The Cincinnati Bengals know talent alone won’t fix what went wrong defensively in 2025. Not after missed assignments, blown coverages, and another season where inconsistency kept a championship-caliber offense from reaching its full potential.
That is why Bryan Cook’s comments during OTA practices may matter more than they initially appear. The veteran safety is already seeing something different forming inside the Bengals’ locker room.
“A few months in, being around the guys, the chemistry is building,”
Cook said. “The camaraderie means the sky is the limit for us.”
For a Bengals’ defense entering a new era under defensive coordinator Al Golden, that growing chemistry may be just as important as any scheme adjustment or personnel addition.

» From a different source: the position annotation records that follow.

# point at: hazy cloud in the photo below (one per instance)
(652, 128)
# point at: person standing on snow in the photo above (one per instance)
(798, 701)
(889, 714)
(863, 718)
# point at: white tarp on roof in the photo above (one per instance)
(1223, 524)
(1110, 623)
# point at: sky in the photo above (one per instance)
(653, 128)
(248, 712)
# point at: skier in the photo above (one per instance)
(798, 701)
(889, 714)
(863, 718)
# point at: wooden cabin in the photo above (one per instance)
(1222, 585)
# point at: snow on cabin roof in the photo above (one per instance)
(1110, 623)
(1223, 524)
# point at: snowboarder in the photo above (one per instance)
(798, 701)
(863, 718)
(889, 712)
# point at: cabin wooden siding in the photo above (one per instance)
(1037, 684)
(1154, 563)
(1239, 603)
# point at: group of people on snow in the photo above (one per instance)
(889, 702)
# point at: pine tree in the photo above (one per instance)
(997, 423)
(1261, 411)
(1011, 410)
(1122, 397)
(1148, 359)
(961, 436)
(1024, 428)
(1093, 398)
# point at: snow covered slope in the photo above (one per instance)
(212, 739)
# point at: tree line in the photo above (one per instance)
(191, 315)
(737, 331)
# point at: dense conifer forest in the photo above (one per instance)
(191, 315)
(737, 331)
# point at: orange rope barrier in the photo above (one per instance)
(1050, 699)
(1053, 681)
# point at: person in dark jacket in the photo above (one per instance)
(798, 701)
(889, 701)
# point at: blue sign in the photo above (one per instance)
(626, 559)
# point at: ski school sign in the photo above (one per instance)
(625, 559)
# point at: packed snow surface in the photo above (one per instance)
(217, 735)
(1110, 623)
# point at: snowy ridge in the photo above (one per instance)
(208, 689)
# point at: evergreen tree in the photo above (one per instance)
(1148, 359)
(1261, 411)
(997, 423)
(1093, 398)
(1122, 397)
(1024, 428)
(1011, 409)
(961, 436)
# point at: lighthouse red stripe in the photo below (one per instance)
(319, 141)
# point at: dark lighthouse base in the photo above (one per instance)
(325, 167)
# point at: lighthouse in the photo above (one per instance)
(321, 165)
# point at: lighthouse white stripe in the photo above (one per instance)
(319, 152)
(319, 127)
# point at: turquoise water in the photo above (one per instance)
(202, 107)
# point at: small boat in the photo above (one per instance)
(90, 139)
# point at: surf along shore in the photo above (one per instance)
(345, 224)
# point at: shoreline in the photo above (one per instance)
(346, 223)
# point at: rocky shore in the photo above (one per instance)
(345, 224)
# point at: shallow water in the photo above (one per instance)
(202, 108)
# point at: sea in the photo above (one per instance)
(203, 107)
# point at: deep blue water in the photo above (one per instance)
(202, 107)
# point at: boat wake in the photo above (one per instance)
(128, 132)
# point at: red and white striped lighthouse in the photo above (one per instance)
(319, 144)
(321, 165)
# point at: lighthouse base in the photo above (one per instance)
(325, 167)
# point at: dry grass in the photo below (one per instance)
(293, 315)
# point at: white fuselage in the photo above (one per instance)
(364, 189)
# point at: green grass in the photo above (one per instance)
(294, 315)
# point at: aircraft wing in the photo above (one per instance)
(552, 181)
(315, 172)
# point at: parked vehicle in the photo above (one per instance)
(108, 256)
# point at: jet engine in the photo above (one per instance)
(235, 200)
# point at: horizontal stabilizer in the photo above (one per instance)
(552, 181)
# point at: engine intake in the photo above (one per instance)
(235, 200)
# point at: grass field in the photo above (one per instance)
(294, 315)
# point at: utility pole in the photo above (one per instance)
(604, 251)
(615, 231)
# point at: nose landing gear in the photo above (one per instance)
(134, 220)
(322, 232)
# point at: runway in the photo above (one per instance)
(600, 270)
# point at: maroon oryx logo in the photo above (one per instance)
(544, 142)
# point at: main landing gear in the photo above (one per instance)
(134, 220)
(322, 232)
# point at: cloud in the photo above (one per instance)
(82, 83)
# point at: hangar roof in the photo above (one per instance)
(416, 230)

The Bengals spent the offseason aggressively reshaping the identity of their defense. Veterans like Cook, Boye Mafe and Dexter Lawrence II were added to increase toughness and versatility, while young players such as Barrett Carter, Dax Hill, Jordan Battle, and Myles Murphy are expected to take major steps forward.
But the common theme emerging from OTAs has not simply been talent. It has been accountability, communication, and urgency.

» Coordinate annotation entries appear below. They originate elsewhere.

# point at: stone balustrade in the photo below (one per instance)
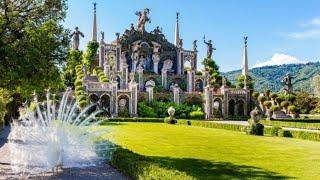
(98, 86)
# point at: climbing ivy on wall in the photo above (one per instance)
(90, 55)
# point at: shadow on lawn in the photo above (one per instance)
(204, 169)
(135, 165)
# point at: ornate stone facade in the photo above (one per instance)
(139, 61)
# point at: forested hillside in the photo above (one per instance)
(269, 77)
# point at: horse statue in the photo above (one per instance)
(143, 19)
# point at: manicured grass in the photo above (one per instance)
(294, 124)
(208, 153)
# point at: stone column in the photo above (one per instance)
(191, 80)
(133, 86)
(149, 90)
(156, 59)
(102, 55)
(180, 60)
(176, 94)
(208, 102)
(140, 77)
(124, 78)
(164, 78)
(106, 69)
(205, 75)
(114, 99)
(118, 59)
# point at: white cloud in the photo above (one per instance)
(312, 30)
(311, 33)
(279, 59)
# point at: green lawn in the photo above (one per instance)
(207, 153)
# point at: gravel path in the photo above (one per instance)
(103, 171)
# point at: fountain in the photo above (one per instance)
(46, 138)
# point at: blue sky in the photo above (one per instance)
(280, 31)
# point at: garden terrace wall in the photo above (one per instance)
(313, 125)
(269, 131)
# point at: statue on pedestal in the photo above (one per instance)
(287, 83)
(210, 47)
(195, 46)
(143, 19)
(76, 38)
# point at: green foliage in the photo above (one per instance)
(240, 82)
(275, 108)
(273, 96)
(262, 99)
(90, 55)
(139, 119)
(99, 72)
(124, 113)
(316, 85)
(160, 109)
(4, 99)
(285, 104)
(292, 109)
(33, 48)
(198, 114)
(293, 123)
(306, 102)
(267, 104)
(255, 95)
(213, 68)
(73, 61)
(270, 77)
(193, 99)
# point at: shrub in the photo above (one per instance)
(267, 104)
(124, 113)
(82, 103)
(78, 82)
(79, 88)
(275, 108)
(273, 96)
(292, 109)
(193, 99)
(262, 99)
(255, 95)
(275, 130)
(285, 104)
(290, 97)
(279, 100)
(198, 114)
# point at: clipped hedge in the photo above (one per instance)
(314, 125)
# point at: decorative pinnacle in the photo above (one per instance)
(245, 40)
(95, 7)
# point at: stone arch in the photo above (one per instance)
(199, 85)
(93, 98)
(124, 102)
(231, 107)
(217, 106)
(240, 107)
(118, 79)
(105, 102)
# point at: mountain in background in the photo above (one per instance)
(270, 77)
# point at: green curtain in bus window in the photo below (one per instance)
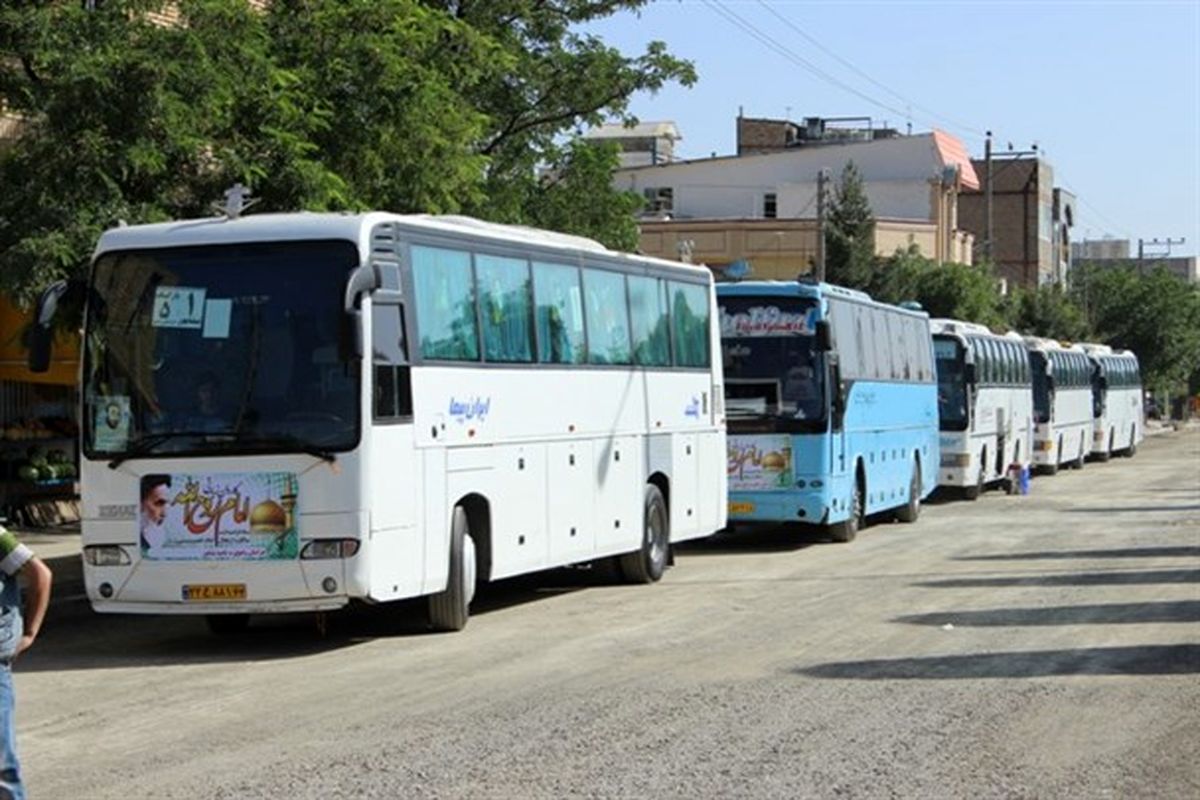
(648, 319)
(607, 317)
(559, 313)
(689, 324)
(445, 304)
(504, 308)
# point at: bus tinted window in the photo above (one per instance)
(649, 322)
(504, 308)
(689, 324)
(607, 317)
(445, 304)
(559, 313)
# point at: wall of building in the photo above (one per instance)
(1023, 218)
(775, 248)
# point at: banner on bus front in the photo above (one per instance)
(760, 462)
(219, 517)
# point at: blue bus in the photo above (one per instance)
(831, 404)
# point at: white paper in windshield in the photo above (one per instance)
(178, 307)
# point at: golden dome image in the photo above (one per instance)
(268, 517)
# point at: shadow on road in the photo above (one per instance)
(1134, 509)
(1185, 611)
(1072, 579)
(1114, 553)
(754, 540)
(1147, 660)
(77, 638)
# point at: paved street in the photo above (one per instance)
(1017, 647)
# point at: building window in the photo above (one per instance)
(659, 199)
(768, 205)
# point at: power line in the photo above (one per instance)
(821, 47)
(781, 49)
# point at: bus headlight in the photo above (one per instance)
(106, 555)
(330, 548)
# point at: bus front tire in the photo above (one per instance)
(973, 492)
(911, 510)
(450, 608)
(649, 561)
(227, 624)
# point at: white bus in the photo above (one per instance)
(287, 413)
(1116, 402)
(1062, 404)
(984, 403)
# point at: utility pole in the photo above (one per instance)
(987, 199)
(821, 214)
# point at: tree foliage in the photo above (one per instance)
(1049, 312)
(1155, 314)
(451, 106)
(947, 290)
(850, 233)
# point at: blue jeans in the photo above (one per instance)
(10, 771)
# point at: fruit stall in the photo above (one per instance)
(39, 429)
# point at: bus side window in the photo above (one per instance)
(505, 308)
(393, 391)
(689, 324)
(445, 304)
(559, 314)
(607, 317)
(649, 322)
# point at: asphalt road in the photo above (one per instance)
(1017, 647)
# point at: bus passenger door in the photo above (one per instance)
(395, 547)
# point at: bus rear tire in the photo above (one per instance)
(227, 624)
(846, 531)
(450, 608)
(649, 561)
(910, 511)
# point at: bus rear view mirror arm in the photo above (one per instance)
(825, 340)
(41, 335)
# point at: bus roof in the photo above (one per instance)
(961, 328)
(353, 227)
(803, 289)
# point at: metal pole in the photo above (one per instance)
(987, 199)
(821, 212)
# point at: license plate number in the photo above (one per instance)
(214, 591)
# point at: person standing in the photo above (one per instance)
(19, 626)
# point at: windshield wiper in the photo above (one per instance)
(292, 443)
(148, 443)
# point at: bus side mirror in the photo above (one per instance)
(837, 392)
(41, 335)
(825, 337)
(361, 281)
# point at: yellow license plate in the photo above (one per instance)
(214, 591)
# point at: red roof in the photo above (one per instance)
(952, 151)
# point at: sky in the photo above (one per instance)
(1108, 91)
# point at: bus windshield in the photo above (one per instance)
(774, 373)
(220, 349)
(952, 388)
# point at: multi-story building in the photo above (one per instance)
(761, 206)
(1119, 252)
(1031, 220)
(641, 145)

Cook’s words reflect a defense that understands last season is no longer acceptable.
“I want to win games,” Cook said. “I’m here to do one thing and one thing only. I’m here to win games.”
That mentality has echoed throughout Bengals’ camp over the past several weeks.

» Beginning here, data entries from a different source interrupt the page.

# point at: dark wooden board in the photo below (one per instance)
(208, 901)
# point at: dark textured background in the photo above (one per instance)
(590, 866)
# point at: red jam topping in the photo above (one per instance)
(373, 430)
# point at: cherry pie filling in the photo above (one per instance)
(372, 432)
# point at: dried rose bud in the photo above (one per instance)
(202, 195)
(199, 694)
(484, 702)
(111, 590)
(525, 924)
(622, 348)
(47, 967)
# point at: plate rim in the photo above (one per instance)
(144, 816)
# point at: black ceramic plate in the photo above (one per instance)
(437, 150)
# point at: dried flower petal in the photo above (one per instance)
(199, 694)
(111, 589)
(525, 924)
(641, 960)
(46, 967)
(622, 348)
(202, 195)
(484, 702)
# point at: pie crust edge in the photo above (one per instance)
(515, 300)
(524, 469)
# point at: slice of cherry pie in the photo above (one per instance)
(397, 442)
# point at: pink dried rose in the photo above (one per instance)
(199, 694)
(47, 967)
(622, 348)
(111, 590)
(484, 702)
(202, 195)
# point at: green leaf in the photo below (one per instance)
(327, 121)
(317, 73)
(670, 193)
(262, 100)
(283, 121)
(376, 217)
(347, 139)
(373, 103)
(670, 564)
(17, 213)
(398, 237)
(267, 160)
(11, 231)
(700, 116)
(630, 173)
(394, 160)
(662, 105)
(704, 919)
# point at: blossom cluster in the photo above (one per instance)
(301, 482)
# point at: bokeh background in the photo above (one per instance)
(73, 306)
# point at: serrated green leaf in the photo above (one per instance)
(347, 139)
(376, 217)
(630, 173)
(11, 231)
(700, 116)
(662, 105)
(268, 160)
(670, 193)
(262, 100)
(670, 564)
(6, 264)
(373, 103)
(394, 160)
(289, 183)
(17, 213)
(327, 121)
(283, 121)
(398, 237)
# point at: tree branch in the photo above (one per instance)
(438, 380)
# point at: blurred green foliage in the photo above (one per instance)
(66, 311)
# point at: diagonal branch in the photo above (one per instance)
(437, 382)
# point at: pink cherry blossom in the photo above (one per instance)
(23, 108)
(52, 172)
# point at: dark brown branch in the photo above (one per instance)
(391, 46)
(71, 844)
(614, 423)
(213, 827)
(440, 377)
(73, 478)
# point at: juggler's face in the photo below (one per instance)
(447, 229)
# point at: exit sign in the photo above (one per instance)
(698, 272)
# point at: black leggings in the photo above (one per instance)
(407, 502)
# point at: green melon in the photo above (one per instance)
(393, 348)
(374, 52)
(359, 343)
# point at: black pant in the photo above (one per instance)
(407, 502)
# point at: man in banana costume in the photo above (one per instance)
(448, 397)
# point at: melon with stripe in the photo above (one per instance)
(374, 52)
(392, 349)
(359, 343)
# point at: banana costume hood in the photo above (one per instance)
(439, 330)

Joe Burrow recently praised the defensive line’s intensity. Mafe talked openly about the “hunger” he sees in the unit. Carter embraced a larger vocal leadership role entering Year 2 in Al Golden’s system.
Now Cook is emphasizing another critical piece of the equation: leadership through consistency and understanding teammates on a personal level.
“Being a leader is more about how you walk than how you talk,” Cook said. “Learning the guys and learning what triggers them, what makes them go, ultimately makes a great leader.”
The Bengals are not lacking in talent. The challenge comes in turning that talent into a connected, disciplined unit capable of making critical stops in January.
That transformation does not happen in June practices, but it starts there. It starts with veterans establishing standards, it starts with communication becoming second nature, and it starts with players believing they can trust the man lining up beside them.
For the Bengals, the real test will come when the season begins. The AFC remains loaded with elite quarterbacks, explosive offenses, and teams built to punish defensive mistakes.
The early signs inside Bengals’ camp suggest this defense believes it is building something stronger than statistics or preseason hype.
It believes it is finally building chemistry.